Goals
Here we present the main goals to achieve with the Portuguese Web Archive project.
Goals of the Portuguese Web Archive
The creation of a Portuguese Web Archive represents a historic milestone in the preservation of knowledge for future generations. With the creation of a system that supports regular crawls of the Portuguese web, its long term storage and access, we intend to provide the following services:
- Term search over the archived contents: it will enable the identification of archived contents over the years that contain certain terms;
- URL search over the archived contents: it will allow to identify several versions of a content gathered from a given URL;
- New search engine over the Portuguese web: the archive will enable searching over several Portuguese web collections. Providing a search service over the most recent collection, as current web search engines do, can be attainable in a relatively small additional effort and it is an interesting service for the Portuguese community;
- Historical collections of web contents for research purposes: the web has information about the most various subjects reflecting society changes across time. Researchers from different fields use the web as a source of information for their studies. Providing web collections will enable these researchers to store and process web data locally on their computers without having to crawl the web themselves;
- Characterization reports
of the Portuguese web: a web archive system must be tunned according to the characteristics of the archived data. Therefore, Portuguese web characterizations must be periodically generated. As these studies are interesting to a broader audience, they will be published. Characterizing national webs is interesting to measure the spread of information technologies in different societies and the evolution of the web across time;
- Backup system of the archived information (rARC): it will be a distributed system that will enable Internet users to provide disk space to store a backup copies of the archived contents through the installation of a small application on their computers. If a failure happens on the central repository, the archived collection will be recovered from the backup copies stored on the users’ computers. Any individual or institution can contribute to preserve the web by providing some disk space on their computers;
- Archived data parallel processing system: it will allow researchers to execute their programs over the archived web data using several computers in parallel.
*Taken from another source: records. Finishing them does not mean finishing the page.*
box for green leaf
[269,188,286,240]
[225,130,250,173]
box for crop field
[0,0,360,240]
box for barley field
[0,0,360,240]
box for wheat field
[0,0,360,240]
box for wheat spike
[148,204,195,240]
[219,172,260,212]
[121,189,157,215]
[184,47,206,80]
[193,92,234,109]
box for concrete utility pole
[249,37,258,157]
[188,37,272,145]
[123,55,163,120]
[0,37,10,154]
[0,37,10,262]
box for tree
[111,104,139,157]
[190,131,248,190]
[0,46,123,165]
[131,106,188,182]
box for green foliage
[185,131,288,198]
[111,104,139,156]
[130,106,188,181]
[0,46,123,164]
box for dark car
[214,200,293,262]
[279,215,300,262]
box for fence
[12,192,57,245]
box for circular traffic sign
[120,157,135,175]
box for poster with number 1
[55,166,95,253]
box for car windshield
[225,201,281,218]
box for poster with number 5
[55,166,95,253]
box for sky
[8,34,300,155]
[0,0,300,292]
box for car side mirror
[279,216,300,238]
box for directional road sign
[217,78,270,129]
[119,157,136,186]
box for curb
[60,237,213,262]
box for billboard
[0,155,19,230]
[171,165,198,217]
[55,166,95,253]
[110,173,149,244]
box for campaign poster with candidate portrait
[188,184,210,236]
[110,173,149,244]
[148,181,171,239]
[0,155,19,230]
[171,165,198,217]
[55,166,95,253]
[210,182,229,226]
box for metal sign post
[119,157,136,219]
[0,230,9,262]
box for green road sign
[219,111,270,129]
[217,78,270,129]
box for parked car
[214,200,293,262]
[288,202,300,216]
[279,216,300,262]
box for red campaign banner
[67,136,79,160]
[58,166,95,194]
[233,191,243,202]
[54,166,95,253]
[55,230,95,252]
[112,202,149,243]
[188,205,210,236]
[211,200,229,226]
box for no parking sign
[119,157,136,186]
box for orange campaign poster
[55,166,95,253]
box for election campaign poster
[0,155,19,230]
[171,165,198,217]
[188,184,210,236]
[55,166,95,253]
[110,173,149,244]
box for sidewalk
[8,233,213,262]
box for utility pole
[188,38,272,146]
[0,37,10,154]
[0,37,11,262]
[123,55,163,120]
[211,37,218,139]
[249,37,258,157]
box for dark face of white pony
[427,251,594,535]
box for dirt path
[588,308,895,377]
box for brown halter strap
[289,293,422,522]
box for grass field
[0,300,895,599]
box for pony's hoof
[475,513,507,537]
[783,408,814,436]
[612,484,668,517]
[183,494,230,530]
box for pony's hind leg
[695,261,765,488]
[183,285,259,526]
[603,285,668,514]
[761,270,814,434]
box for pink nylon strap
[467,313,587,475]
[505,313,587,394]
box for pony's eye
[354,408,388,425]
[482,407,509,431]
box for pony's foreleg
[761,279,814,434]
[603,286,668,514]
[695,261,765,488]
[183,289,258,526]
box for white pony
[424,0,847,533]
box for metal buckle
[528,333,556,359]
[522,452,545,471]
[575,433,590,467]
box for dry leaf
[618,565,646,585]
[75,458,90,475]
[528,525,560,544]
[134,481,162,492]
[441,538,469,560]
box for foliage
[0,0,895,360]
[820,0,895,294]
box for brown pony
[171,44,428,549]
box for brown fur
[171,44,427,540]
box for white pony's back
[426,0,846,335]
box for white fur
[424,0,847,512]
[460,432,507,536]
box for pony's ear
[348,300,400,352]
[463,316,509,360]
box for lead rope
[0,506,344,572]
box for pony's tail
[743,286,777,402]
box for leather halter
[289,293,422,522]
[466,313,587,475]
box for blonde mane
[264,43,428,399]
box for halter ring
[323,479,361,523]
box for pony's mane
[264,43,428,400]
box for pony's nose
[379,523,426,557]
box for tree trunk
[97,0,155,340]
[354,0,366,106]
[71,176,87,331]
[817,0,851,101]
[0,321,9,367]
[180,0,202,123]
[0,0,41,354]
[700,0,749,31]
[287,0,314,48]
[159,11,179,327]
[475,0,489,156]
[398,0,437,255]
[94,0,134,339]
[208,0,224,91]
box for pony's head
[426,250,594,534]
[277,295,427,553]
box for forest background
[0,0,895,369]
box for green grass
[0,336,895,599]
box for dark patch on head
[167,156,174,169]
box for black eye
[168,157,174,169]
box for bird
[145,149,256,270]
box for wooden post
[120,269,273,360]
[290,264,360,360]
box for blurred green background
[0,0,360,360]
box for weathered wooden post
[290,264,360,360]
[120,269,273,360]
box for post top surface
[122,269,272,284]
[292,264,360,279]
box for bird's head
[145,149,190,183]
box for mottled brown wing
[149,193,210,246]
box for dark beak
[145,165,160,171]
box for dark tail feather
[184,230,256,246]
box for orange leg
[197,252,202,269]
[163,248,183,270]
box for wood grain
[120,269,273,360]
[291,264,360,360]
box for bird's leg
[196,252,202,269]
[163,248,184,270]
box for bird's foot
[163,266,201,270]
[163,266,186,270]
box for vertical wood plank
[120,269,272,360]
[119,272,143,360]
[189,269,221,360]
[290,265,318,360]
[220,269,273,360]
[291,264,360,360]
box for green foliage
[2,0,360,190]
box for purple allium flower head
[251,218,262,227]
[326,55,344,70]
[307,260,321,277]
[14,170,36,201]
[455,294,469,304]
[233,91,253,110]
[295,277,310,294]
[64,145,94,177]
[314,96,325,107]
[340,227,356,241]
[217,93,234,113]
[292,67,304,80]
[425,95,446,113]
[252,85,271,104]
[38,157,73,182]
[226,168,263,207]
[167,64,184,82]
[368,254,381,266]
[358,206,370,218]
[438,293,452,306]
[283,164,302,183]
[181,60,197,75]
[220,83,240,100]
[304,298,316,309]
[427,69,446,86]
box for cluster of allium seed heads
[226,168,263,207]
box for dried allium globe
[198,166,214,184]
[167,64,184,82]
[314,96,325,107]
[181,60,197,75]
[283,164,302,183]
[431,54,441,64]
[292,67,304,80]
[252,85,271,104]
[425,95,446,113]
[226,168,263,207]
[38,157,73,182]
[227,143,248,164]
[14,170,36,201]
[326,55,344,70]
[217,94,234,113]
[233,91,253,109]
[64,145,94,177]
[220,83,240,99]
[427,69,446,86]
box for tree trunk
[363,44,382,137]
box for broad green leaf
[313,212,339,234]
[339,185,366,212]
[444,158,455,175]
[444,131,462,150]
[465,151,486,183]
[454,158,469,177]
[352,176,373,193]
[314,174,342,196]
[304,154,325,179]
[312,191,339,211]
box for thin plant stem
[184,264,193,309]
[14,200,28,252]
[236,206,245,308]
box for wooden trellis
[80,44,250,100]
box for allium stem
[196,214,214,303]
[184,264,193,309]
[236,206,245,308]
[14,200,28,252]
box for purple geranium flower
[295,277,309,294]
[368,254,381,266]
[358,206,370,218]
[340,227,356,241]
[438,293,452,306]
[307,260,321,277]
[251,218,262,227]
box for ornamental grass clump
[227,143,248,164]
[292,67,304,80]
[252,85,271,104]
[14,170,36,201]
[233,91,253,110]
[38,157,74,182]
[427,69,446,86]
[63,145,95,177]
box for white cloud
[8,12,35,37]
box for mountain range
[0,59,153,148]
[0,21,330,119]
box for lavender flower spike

We also want to achieve the following goals:
- Train human resources in web archiving to enable the maintenance of the system in the future;
- Export know-how, experience and technology in web archiving to other countries, specially the Portuguese language ones;
- Contribute to increase the number of domains registered under .PT, the free historical archiving of the information published under this domain could be an additional motivation for registrars;
- Publish scientific and technical papers that enable the sharing of the acquired knowledge and receiving feedback from the community regarding the work performed.